Au Canada, des indicateurs développés et recueillis au niveau local

De nombreuses initiatives de récolte d’indicateurs de qualité existent au Canada. Ces indicateurs sont disponibles sous différents formats : enquêtes, sondages, questionnaires de qualité de vie ou registres. On retrouve notamment des indicateurs de résultats (PROMs et CROMs) parmi les données recueillies. Le Canada étant très vaste, le recueil d’indicateurs de qualité se fait essentiellement à l’échelle locale ou régionale sans réelle cohérence nationale. 

Cependant, on observe depuis quelques années une prise de conscience et une volonté d’initier la récolte d’indicateurs de qualité au niveau national. Ainsi en février 2015, l’Institut Canadien d’Information sur la Santé (ICIS) a appelé à une coordination nationale de l’ensemble des expérimentations existantes et à un développement uniforme des PROMs.  L’ICIS a adopté le rôle de leader dans la coordination de ces PROMs afin de convaincre l’ensemble des acteurs de se saisir de l’initiative.

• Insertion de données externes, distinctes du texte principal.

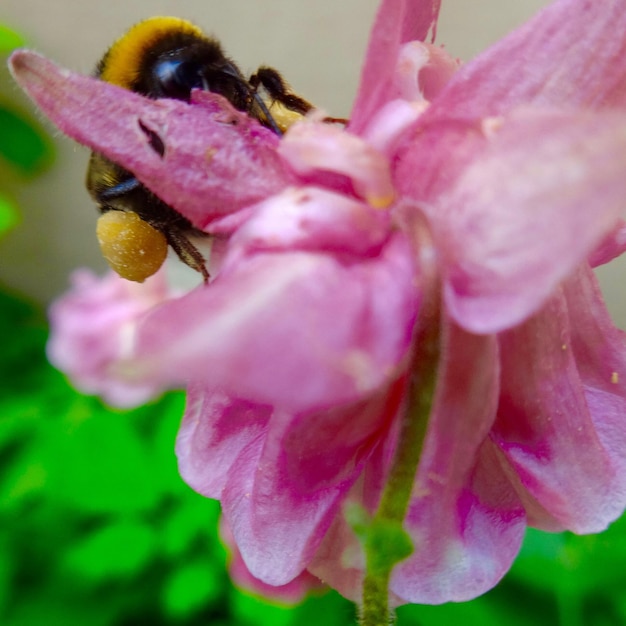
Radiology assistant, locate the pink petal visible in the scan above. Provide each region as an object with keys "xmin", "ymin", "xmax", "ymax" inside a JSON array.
[
  {"xmin": 309, "ymin": 323, "xmax": 526, "ymax": 604},
  {"xmin": 494, "ymin": 267, "xmax": 626, "ymax": 532},
  {"xmin": 278, "ymin": 122, "xmax": 394, "ymax": 207},
  {"xmin": 350, "ymin": 0, "xmax": 441, "ymax": 134},
  {"xmin": 222, "ymin": 383, "xmax": 402, "ymax": 585},
  {"xmin": 588, "ymin": 219, "xmax": 626, "ymax": 267},
  {"xmin": 391, "ymin": 316, "xmax": 526, "ymax": 604},
  {"xmin": 119, "ymin": 189, "xmax": 419, "ymax": 411},
  {"xmin": 397, "ymin": 109, "xmax": 626, "ymax": 333},
  {"xmin": 176, "ymin": 385, "xmax": 272, "ymax": 500},
  {"xmin": 220, "ymin": 518, "xmax": 324, "ymax": 605},
  {"xmin": 429, "ymin": 0, "xmax": 626, "ymax": 118},
  {"xmin": 11, "ymin": 51, "xmax": 291, "ymax": 228}
]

Ce que la France pourrait retenir du Canada

  • La création d'un organisme pour coordonner l’ensemble des expérimentations existantes et veiller au développement uniforme des indicateurs de qualité des soins sur l’ensemble du territoire

Aux Pays-Bas, des initiatives efficaces dans plusieurs spécialités médicales

Le tout premier système d’évaluation de la qualité des soins aux Pays-Bas a été crée en 2009 à l’initiative de l’Association des chirurgiens des Pays-Bas. L’objectif était d’évaluer et d’améliorer la qualité de la prise en charge et les bonnes pratiques des soins hospitaliers dans le cancer colorectal. Ce registre a permis de recenser des indicateurs de performance (indicateurs de processus et de résultats) et des indicateurs de structures (volumétrie de patients, accès à l’équipe médicale). Les résultats des indicateurs sur la période 2009 à 2014 pour les patients atteints d’un cancer colorectal publiés ont démontré une réduction du taux de complications et une amélioration de la prise en charge des patients.

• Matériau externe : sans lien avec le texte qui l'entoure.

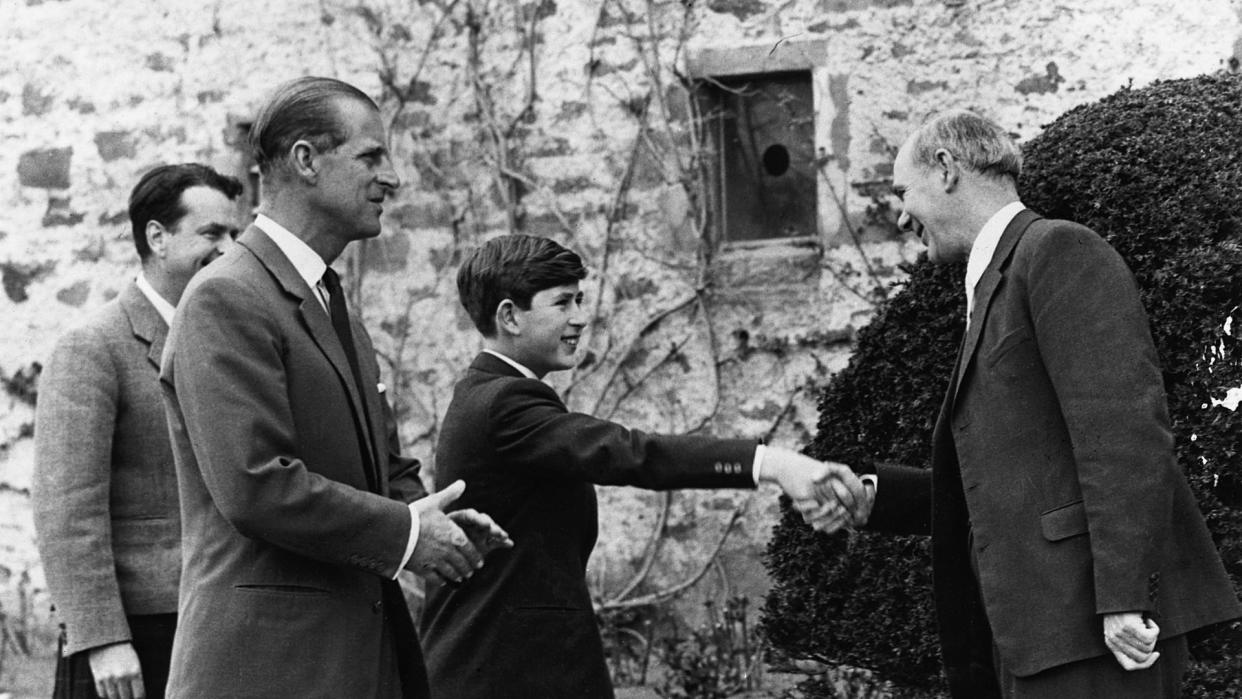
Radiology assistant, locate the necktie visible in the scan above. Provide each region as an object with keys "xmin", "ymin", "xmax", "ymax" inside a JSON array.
[
  {"xmin": 323, "ymin": 267, "xmax": 376, "ymax": 488},
  {"xmin": 323, "ymin": 267, "xmax": 363, "ymax": 394}
]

Fort de ce succès, l’institut DICA (Dutch Institute for Clinical Audit ou Institut néerlandais d’audit clinique), organisation à but non lucratif financée par l’État et par des initiatives privées, a été créé en 2011 avec pour objectif de développer et de coordonner d’autres registres de résultats nationaux couvrant plusieurs pathologies. Depuis, 21 registres ont été créés.  

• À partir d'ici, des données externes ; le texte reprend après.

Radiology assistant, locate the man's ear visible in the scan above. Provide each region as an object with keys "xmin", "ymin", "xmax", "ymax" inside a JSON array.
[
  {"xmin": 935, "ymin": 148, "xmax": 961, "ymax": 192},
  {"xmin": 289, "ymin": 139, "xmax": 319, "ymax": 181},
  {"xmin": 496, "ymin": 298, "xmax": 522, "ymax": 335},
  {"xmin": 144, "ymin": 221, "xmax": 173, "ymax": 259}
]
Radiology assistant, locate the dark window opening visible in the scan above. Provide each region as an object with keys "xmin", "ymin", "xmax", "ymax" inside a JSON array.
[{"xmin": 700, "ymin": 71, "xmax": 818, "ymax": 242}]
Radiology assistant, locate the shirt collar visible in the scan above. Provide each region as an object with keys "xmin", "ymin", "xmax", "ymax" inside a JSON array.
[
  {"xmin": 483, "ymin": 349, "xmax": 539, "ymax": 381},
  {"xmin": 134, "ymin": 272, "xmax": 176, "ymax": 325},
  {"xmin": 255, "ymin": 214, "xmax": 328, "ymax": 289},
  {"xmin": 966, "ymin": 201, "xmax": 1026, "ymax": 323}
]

Les données issues de ces registres sont publiées de façon exhaustive, transparente et en open data sur un site internet dédié, sous forme de fichier Excel. Les données sont brutes et non classées : les assurances privées, les associations de patients, les patients eux-mêmes, etc. peuvent se saisir librement des résultats du fichier et établir leur propre classement des hôpitaux.

Ce que la France pourrait retenir des Pays-Bas

  • La mise en place un chemin progressif de recueils et de publications des indicateurs de qualité par les établissements de soins.